HISTORIA.- La leyenda de las Amazonas


No había mejor nombre para estas aguas y estas selvas que el de Orellana, quien primero las descubrió y exploró en una de las aventuras más épicas que recuerda la memoria, pero -caprichos del destino-, fue la leyenda de las Amazonas, que fray Gaspar de Baltasar, el propio cronista de Orellana, tanto contribuyó a difundir, la que terminaría por calar en la Historia.

(Del blog "Crónicas de un nómada", de Francisco López-Seivane. Foto: José Luis)

Las Amazonas eran, según el dominico español, un pueblo de hembras bravías de largos cabellos, altas, blancas y membrudas. Vivían en ciudades de piedra de las que jamás se encontró rastro alguno y se las conocía como cuñantesecuima (las que no tienen marido). Dominaban no menos de setenta aldeas indígenas que les eran tributarias y a las que defendían de sus enemigos. Cada amazona luchaba por diez indios. Una vez al año, reunían una gran tropa y atacaban un poblado vecino. Secuestraban a sus hombres y los retenían hasta quedar todas preñadas. Después, los dejaban en libertad.

Al nacer, mataban a los varones y cuidaban con gran esmero de las hembras, a las que enseñaban más tarde el arte de la guerra. Su jefa suprema se llamaba Cororí y poseía grandes riquezas de oro y plata (?). La partida de Orellana topó con ellas al frente de un grupo de guerreros indígenas que defendían un territorio y, tras matar a algunas de ellas, hubieron de levar anclas precipitadamente para evitar males mayores. Ningún otro hombre blanco las ha visto jamás, ni se ha encontrado de ellas otro rastro que la leyenda de su existencia, muy extendida de antiguo por toda la América amazónica.

Cuando Orellana inició en 1541, junto a Gonzalo Pizarro, el descenso del alto Coca, el peor camino posible para llegar al Gran Río, poco podía imaginar que estaba a punto de adentrarse en la mayor, más intrincada e inhóspita cuenca fluvial del mundo. De los cinco mil hombres que iniciaron el viaje en Quito, solo cincuenta llegarían en condiciones deplorables a Belén, dieciséis meses después.
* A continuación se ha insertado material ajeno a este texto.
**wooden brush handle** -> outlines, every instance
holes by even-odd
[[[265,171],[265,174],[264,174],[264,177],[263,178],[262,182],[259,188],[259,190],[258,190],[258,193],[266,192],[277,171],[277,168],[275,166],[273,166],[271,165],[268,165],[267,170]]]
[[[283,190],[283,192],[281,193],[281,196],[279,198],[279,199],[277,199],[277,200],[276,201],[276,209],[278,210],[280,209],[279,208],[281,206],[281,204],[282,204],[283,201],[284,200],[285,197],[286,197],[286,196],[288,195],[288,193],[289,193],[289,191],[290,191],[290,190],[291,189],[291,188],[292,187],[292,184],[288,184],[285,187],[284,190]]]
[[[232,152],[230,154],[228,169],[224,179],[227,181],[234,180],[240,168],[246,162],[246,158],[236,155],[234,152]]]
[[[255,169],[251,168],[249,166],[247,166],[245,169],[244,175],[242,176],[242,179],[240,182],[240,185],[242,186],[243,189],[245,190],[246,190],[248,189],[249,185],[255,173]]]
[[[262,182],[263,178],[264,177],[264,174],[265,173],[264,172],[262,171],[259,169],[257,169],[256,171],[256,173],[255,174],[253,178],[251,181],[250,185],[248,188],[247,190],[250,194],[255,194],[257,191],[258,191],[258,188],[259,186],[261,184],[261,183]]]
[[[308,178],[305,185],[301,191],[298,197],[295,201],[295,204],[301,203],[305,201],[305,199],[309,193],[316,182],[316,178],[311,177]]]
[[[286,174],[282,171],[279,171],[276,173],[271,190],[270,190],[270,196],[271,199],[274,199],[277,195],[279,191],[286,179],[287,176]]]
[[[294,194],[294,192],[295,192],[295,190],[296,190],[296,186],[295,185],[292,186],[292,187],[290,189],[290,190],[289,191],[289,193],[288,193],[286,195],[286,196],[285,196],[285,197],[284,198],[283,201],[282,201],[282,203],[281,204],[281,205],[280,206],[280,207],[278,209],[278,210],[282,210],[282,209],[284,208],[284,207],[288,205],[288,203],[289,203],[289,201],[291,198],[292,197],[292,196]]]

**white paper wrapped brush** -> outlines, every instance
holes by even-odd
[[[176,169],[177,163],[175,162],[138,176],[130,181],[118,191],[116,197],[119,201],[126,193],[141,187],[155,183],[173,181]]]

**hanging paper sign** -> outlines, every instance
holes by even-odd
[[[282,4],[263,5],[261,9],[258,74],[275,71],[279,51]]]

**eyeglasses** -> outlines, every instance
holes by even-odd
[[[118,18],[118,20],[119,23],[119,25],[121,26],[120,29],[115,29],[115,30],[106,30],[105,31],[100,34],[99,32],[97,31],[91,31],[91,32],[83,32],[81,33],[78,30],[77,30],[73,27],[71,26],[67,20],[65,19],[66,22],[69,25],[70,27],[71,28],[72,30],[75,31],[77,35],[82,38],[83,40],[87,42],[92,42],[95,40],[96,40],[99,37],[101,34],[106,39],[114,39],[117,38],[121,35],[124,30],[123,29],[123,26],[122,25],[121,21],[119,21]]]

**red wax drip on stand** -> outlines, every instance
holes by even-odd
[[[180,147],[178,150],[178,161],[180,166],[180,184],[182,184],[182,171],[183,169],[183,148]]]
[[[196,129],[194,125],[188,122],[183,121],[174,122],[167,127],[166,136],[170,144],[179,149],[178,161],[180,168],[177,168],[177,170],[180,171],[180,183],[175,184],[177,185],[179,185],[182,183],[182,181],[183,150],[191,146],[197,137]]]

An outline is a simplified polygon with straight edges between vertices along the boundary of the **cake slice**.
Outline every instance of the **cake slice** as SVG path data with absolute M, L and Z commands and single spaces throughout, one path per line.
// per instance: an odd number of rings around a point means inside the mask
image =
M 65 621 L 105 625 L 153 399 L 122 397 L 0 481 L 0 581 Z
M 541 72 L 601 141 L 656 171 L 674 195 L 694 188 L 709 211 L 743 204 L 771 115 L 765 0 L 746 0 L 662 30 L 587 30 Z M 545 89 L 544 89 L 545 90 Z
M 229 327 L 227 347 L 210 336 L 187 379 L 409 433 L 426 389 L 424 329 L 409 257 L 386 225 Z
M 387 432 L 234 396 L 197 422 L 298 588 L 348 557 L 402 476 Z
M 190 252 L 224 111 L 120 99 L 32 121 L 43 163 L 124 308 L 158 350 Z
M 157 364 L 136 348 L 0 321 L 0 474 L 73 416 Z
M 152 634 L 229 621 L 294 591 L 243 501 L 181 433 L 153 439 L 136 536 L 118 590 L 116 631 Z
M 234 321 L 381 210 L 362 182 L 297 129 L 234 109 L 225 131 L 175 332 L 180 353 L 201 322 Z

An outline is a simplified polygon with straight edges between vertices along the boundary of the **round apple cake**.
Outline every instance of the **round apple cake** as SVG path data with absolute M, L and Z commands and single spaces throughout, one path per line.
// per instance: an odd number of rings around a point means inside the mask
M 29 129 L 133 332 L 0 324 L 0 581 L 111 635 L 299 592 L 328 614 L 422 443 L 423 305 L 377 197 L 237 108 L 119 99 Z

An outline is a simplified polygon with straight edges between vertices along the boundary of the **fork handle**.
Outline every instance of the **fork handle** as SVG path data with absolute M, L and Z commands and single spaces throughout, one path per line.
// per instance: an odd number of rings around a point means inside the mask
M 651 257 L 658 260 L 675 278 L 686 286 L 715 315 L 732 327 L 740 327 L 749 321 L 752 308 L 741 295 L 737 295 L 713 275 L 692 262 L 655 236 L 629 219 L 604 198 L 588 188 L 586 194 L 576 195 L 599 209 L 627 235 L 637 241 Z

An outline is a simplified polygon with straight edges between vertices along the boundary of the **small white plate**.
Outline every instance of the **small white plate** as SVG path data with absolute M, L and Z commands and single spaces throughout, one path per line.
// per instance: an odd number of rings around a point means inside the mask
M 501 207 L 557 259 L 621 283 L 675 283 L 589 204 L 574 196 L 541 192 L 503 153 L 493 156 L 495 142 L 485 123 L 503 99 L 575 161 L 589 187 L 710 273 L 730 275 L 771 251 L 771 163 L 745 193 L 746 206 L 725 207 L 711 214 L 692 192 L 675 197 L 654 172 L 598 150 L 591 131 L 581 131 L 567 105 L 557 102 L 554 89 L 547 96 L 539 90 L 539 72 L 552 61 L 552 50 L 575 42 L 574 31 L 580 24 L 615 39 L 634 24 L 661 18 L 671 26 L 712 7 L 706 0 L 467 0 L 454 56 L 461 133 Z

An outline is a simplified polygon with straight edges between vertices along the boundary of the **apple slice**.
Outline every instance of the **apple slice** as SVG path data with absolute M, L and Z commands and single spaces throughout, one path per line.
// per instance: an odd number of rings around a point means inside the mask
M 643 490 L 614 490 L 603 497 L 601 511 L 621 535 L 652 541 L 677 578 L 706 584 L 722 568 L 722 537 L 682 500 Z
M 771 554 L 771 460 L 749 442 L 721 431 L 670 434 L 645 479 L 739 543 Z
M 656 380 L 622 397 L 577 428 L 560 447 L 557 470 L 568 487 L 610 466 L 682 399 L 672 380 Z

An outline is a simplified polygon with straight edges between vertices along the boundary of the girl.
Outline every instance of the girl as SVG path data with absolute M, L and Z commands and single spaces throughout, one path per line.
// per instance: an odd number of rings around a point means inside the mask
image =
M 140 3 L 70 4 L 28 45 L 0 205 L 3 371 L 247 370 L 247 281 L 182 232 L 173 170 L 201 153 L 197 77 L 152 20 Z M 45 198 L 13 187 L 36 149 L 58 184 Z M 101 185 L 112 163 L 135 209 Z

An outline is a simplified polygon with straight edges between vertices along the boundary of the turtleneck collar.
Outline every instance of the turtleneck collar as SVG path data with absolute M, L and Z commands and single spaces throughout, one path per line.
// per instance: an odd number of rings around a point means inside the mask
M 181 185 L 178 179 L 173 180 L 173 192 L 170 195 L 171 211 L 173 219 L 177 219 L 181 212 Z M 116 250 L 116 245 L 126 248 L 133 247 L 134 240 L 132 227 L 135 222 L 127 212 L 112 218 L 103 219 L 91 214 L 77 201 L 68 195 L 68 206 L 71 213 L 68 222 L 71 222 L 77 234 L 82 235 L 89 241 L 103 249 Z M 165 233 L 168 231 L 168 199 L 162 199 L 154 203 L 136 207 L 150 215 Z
Del Coca al Napa y de éste al Solimoes, la expedición española que buscaba la tierra de la canela, abrigaba también, seguramente, otros anhelos secretos: la búsqueda de El Dorado -según las historias indígenas, el cacique de una remota tribu, asentada a orillas de un lago de aguas doradas, en las que se sumergía cada día para renovar su única vestimenta: una fina capa de polvo de oro que cubría todo su cuerpo-, y el tesoro de Rumiñahui, el general que reunió por todo el imperio incaico el oro exigido por Pizarro por el rescate de Atahualpa.

Cuando supo que éste ya había sido ajusticiado en Cajamarca, incendió la ciudad ante la llegada de los españoles de Benalcázar y escondió el oro y las piedras preciosas en algún lugar a oriente de los Andes, posiblemente en los montes Llaganati, su tierra de origen. Sometido a suplicio, jamás reveló el lugar donde había ocultado el fabuloso tesoro, aún por descubrir.

¿Quién dijo que el Amazonas era una tierra sin historia?